Alex: Yes, any form of health insurance (private, Medicare, or whatever) has the insurer deciding what it will or will not fund. In that sense, the insurer rations care.
Erik: There’s an ambiguity here. If “health care rationing” *always* means a government-imposed quota, does it mean
(a) any quota on the health care available through a government plan;
or does it mean only
(b) a quota on the health care one is allowed to obtain at all, regardless of an individual patient’s willingness and ability to pay for everything he may want or need?

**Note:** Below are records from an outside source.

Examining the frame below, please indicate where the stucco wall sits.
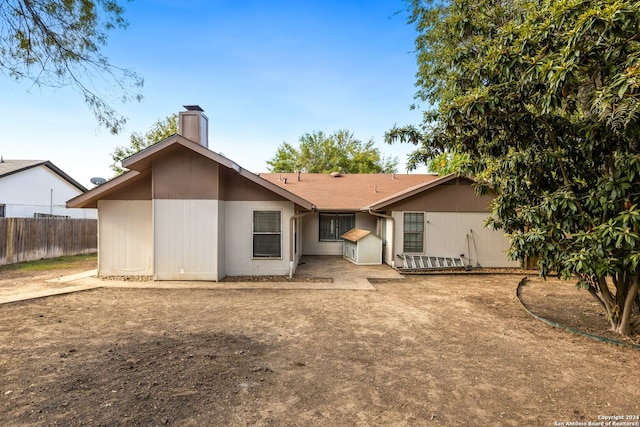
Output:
[302,212,377,255]
[393,211,519,267]
[224,201,294,276]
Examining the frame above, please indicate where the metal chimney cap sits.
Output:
[183,105,204,111]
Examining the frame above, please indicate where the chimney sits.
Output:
[178,105,209,148]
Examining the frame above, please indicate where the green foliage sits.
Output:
[111,114,178,175]
[267,130,398,173]
[400,0,640,334]
[0,0,143,133]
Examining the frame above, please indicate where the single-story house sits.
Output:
[260,173,519,268]
[67,106,517,280]
[0,157,98,219]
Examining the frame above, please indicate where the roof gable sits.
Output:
[68,134,315,210]
[0,159,87,192]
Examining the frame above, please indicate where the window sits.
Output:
[403,212,424,252]
[253,211,282,258]
[320,213,356,242]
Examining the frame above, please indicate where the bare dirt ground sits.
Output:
[0,266,640,426]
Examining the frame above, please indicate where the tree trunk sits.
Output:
[616,275,638,335]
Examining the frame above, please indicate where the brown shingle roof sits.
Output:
[260,173,438,211]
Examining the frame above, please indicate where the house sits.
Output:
[260,173,519,268]
[67,106,314,280]
[67,106,512,280]
[0,157,97,219]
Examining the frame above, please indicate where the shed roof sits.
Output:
[340,228,371,242]
[259,172,438,211]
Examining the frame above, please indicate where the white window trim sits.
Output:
[251,209,284,260]
[402,211,426,254]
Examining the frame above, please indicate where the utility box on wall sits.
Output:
[340,228,382,265]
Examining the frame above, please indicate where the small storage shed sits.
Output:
[340,228,382,265]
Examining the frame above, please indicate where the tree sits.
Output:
[267,130,398,173]
[111,114,178,175]
[386,0,640,335]
[0,0,143,134]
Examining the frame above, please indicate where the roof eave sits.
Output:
[362,173,458,211]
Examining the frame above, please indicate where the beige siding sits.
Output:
[393,212,519,267]
[98,200,153,276]
[154,200,219,280]
[217,200,227,280]
[225,201,294,276]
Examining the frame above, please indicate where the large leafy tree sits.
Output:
[387,0,640,334]
[0,0,143,133]
[111,114,178,175]
[267,130,398,173]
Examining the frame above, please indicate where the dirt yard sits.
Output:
[0,262,640,426]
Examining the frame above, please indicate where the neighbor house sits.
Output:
[67,106,517,280]
[0,157,97,219]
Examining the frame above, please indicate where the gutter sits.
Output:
[289,206,316,279]
[369,208,396,268]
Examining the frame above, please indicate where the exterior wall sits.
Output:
[302,212,378,255]
[153,200,219,280]
[153,148,219,200]
[393,211,519,267]
[0,166,98,219]
[98,200,153,276]
[224,201,295,276]
[216,200,227,280]
[379,218,396,265]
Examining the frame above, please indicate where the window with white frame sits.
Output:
[402,212,424,252]
[253,211,282,258]
[319,212,356,242]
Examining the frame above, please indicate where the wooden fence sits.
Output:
[0,218,98,265]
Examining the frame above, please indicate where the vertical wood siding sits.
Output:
[0,218,98,265]
[98,200,153,276]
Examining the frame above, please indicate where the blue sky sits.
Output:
[0,0,425,187]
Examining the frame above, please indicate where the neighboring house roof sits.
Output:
[260,173,438,211]
[67,134,315,210]
[0,159,87,192]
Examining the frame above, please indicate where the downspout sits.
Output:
[289,206,316,279]
[369,208,396,268]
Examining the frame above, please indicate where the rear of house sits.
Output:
[67,106,518,281]
[68,108,313,280]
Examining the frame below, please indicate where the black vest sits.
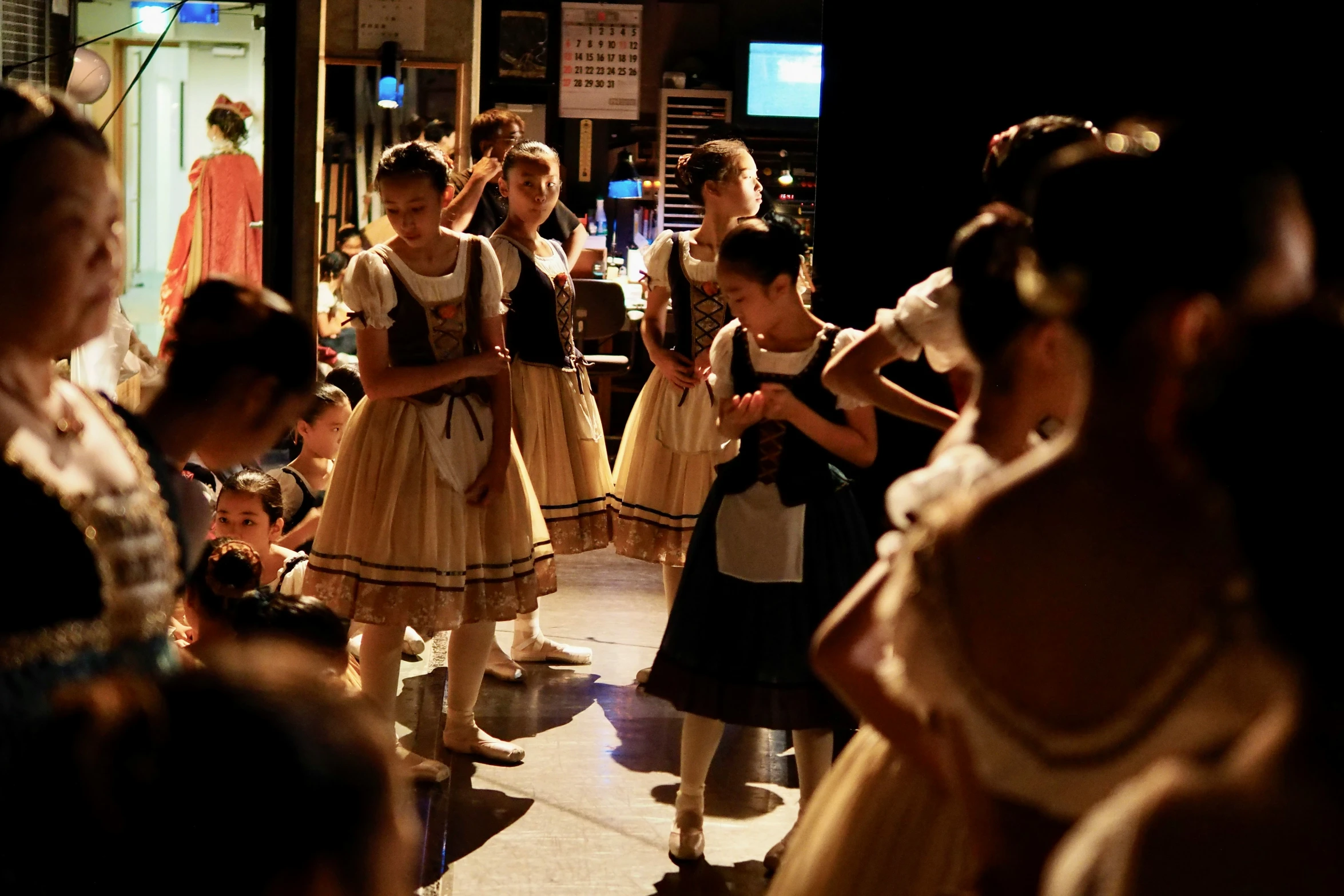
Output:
[387,239,489,403]
[718,324,847,507]
[668,234,733,361]
[504,241,583,371]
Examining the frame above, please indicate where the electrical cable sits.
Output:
[98,0,187,134]
[0,0,188,78]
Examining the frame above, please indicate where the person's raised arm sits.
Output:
[441,149,504,231]
[761,383,878,466]
[640,286,696,388]
[564,223,587,272]
[355,328,508,399]
[464,314,514,507]
[821,324,957,430]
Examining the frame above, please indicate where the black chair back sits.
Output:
[574,280,625,341]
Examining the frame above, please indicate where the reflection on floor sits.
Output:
[398,549,798,896]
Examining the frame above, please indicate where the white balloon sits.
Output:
[66,47,112,103]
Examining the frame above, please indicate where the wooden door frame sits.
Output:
[323,57,473,170]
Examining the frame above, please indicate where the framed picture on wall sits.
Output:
[500,9,550,81]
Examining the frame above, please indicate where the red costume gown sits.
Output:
[158,149,262,357]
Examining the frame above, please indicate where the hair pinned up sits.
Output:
[0,85,109,214]
[719,218,805,286]
[373,140,448,193]
[502,140,560,178]
[676,138,747,205]
[166,277,317,400]
[187,539,262,616]
[219,470,285,525]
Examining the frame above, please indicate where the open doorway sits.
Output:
[77,0,266,349]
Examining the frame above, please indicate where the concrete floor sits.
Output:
[398,549,798,896]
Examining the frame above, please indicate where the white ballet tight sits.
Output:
[663,563,686,612]
[359,618,495,736]
[677,709,833,806]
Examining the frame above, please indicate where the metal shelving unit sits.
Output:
[657,89,733,231]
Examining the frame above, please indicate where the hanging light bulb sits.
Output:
[377,40,406,109]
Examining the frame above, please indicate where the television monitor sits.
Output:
[747,42,821,118]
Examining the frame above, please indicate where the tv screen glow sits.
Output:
[747,42,821,118]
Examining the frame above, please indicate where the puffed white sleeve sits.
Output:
[491,236,523,305]
[710,320,741,400]
[472,236,518,317]
[644,230,676,289]
[830,329,870,411]
[341,251,396,329]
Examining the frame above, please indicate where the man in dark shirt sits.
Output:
[444,109,587,270]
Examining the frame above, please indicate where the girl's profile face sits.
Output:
[211,491,285,557]
[500,158,560,226]
[718,265,797,333]
[377,176,444,246]
[295,403,351,458]
[0,138,125,359]
[702,150,762,218]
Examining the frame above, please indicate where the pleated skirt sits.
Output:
[645,485,874,730]
[607,369,729,566]
[770,726,976,896]
[304,399,555,634]
[511,361,611,553]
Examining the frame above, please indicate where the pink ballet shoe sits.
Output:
[444,709,527,766]
[668,790,704,865]
[485,643,523,684]
[510,638,593,666]
[396,744,449,783]
[762,822,798,877]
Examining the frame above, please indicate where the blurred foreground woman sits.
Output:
[1044,314,1344,896]
[785,141,1286,893]
[0,87,179,725]
[0,645,418,896]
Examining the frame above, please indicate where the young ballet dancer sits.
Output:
[609,140,761,682]
[770,203,1087,896]
[825,116,1101,427]
[276,383,351,552]
[305,142,555,779]
[645,220,878,868]
[487,141,611,681]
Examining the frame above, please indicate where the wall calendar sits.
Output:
[560,3,644,120]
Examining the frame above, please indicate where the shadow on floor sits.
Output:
[476,664,598,740]
[653,861,770,896]
[415,754,534,887]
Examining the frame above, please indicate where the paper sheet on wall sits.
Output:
[560,3,644,120]
[359,0,425,50]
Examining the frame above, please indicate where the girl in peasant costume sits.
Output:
[305,142,555,779]
[645,220,878,868]
[609,140,761,682]
[487,141,611,681]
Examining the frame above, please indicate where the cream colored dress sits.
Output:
[770,446,1287,896]
[607,231,731,566]
[304,235,555,633]
[491,235,611,553]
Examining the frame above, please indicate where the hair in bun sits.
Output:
[187,539,261,615]
[719,215,806,285]
[676,138,747,205]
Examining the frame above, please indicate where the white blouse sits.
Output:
[644,230,718,289]
[710,320,868,411]
[876,268,973,373]
[343,234,504,329]
[710,320,865,582]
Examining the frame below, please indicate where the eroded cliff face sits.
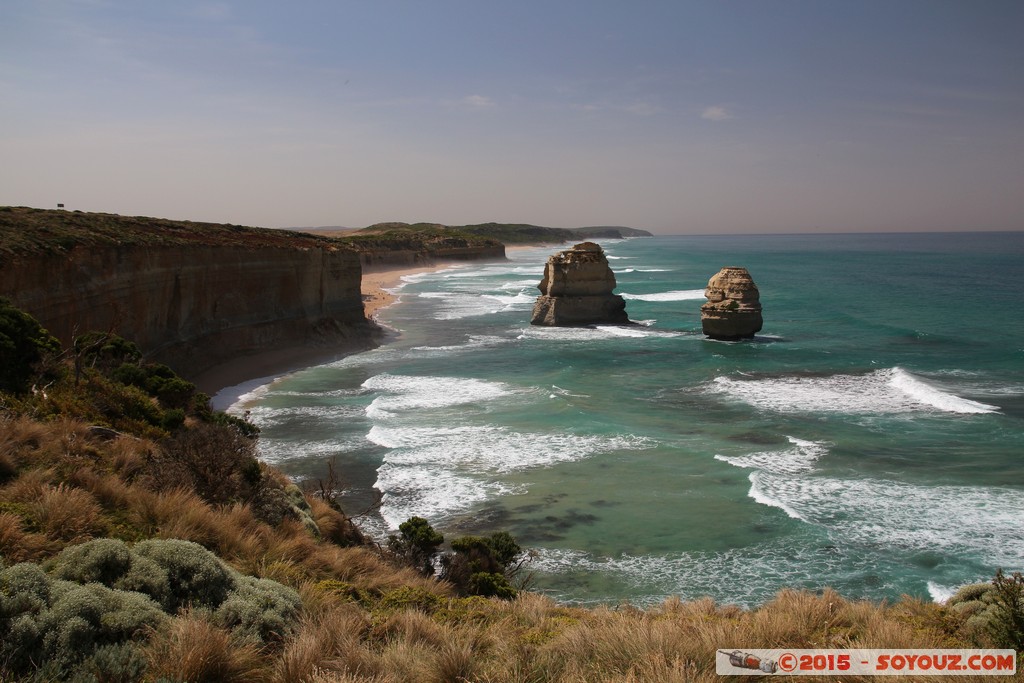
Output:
[0,245,375,376]
[530,242,629,327]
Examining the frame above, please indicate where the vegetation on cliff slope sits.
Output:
[0,306,1024,683]
[0,207,341,263]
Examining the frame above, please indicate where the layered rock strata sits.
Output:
[700,266,763,341]
[530,242,630,327]
[0,245,375,376]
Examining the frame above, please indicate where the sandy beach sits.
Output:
[193,262,464,403]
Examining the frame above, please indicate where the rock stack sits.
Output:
[530,242,630,327]
[700,266,763,341]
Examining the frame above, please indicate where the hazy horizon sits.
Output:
[0,0,1024,234]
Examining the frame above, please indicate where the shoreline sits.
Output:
[191,261,465,411]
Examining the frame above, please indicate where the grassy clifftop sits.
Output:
[0,207,348,257]
[0,303,1022,683]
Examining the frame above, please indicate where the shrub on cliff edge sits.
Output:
[0,297,60,394]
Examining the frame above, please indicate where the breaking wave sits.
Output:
[711,368,999,415]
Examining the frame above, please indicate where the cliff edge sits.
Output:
[0,207,377,377]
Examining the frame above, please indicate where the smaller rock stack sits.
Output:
[530,242,630,327]
[700,266,764,341]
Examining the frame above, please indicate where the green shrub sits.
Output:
[114,554,172,605]
[469,571,516,600]
[377,586,443,613]
[53,539,131,587]
[160,408,185,432]
[0,563,166,680]
[133,539,236,613]
[214,577,302,643]
[441,531,522,600]
[388,517,444,577]
[73,332,142,371]
[78,643,146,683]
[988,569,1024,651]
[0,297,60,394]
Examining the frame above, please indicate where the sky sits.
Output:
[0,0,1024,234]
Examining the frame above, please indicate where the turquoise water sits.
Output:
[232,232,1024,604]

If it’s (a), then health care rationing as a general principle is completely unremarkable (and even sensible) as it already exists in Medicare, the VA system, etc., as it does with private insurers.
If it’s (b), then it’s irrelevant to bring up because the Obama proposals have no provision for this, and Obama has said he won’t include them. And contrary to what Krauthammer says, Canada and Britain don’t do health care rationing in this sense, either.